三菱UFJ銀行:15のモデルを開発し、4件のユースケースを検証
続いて、AWSの生成AIサービスを利用している3社が自社の取り組みを紹介した。トップバッターは、三菱UFJ銀行 市場企画部市場エンジニアリング室 上席調査役 堀金哲雄氏だ。
同行では全社を挙げて生成AIの利用を進めており、「生成系AIの有用性と安全性を見極めた上で業務に取り入れ、業務のあり方を変革」「AIが全自動で業務を行うのではなく、良き相棒として行員と一緒になって業務を進める」「全行員がAIデフォルトでアナログなおもてなしの価値を最大化する」をゴールとして掲げている。

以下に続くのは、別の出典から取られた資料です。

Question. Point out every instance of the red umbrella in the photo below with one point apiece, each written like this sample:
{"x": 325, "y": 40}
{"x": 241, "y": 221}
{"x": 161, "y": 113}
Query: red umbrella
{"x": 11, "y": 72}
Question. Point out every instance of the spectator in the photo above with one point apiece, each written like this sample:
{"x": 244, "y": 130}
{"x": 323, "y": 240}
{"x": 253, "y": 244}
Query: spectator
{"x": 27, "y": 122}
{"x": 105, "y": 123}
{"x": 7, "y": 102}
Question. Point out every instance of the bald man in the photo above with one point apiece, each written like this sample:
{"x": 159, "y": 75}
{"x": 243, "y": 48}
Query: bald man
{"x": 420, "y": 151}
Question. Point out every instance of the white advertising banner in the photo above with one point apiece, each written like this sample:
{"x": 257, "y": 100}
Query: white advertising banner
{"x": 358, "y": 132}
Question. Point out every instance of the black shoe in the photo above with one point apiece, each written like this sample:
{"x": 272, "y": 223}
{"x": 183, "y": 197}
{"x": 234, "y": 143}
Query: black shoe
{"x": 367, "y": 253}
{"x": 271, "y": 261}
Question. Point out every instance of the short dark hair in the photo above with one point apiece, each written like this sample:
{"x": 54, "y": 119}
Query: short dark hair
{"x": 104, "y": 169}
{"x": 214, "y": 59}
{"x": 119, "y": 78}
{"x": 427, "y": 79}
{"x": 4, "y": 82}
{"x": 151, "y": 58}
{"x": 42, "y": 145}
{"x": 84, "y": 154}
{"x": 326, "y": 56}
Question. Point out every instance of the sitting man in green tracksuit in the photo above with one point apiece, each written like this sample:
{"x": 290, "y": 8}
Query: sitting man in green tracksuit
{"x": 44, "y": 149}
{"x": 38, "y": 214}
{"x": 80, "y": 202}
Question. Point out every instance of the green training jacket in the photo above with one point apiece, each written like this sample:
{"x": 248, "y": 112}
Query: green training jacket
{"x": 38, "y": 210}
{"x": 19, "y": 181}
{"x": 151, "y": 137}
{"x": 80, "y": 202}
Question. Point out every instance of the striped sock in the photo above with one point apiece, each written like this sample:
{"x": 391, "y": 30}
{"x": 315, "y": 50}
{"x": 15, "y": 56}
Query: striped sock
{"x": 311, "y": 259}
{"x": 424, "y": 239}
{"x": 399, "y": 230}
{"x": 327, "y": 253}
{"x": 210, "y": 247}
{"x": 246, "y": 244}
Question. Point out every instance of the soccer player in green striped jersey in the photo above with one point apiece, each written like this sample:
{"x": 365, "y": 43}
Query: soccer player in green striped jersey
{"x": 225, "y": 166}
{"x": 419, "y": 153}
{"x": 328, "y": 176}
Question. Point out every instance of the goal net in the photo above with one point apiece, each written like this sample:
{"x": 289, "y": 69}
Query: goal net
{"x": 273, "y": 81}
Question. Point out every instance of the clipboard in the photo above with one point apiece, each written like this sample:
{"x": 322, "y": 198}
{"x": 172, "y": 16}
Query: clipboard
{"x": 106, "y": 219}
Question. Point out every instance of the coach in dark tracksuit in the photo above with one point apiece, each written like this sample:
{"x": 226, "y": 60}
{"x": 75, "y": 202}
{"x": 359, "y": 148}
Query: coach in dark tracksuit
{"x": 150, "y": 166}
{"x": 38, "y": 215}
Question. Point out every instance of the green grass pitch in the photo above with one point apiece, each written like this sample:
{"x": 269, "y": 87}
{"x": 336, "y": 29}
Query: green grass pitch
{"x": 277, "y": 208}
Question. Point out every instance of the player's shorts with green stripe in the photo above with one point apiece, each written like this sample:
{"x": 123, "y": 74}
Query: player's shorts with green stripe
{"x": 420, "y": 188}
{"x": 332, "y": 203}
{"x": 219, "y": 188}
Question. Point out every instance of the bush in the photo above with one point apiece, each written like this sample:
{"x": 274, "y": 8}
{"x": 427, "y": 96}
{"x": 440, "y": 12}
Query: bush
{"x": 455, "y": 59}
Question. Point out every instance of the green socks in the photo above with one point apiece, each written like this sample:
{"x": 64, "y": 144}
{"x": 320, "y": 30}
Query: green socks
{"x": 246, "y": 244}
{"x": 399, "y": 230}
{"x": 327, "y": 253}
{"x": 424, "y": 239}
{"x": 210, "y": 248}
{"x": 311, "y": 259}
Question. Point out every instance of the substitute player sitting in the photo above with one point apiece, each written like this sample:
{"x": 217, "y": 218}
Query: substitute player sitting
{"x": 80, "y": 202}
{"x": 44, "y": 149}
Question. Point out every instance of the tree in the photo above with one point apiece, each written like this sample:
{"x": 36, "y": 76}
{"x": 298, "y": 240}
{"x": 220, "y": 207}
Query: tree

ChatGPTに関しては、業務横断型のプロジェクトを立ち上げ、PoCを実施した。今後は、110を超えるユースケースをもとに、精度の高いPoCを進めるという。堀金氏によると、行員からは即効性を感じているというフィードバックを受けているという。
AWSを活用した生成AIへの取り組みは、市場部門のAI・機械学習モデル内製開発チームが行っている。生成AIの円滑な実務適用に向けて、5月にプロジェクトチームを立ち上げたそうだ。「チームを立ち上げて半年経ったが、15のモデルを開発し、4件のユースケースを検証した」と堀金氏。
堀金氏は、AWSを活用した取り組みについて学んだことについて、次のように説明した。
「社内の情報を使えたため、実務に即したモデル評価ができた。LLM以外の周辺技術や運用体制など、課題が見えてきた。SageMakerを使ったので、若手でも検証を行えた」
堀金氏は、今後の展望について、「技術がどんどん進むので、至るところで生成AIを活用できる体制を整備することが重要と考えている。また、内製化を競争力の源泉と考えており、人材の採用と育成のいずれにおいても力を入れる」と語っていた。
ナウキャスト:基盤モデルの豊富さとアプリ実装の容易さからAWSを選定
ナウキャスト(Finatext グループ)プロダクトマネージャー 片山燎氏は、同社のLLM開発について説明した。同氏は、金融機関向けにLLMの導入支援やデータ基盤開発支援を推進している。
片山氏は、LLMの活用のポイントについて、「エンジニア目線で見ても、LLMはまだ課題が多いので、課題を認識したうえでテーマを選ぶことが重要」と述べた。課題とは、「プロンプト運用の難しさ」「レイテンシー」「ファインチューニングの難しさ」などだ。
さらに片山氏は、万能のツールと思わずに、自然言語処理の要素技術として捉え直してテーマを選定することが大切だと指摘した。同氏はよい良い開発テーマの評価軸として、以下4点を挙げた。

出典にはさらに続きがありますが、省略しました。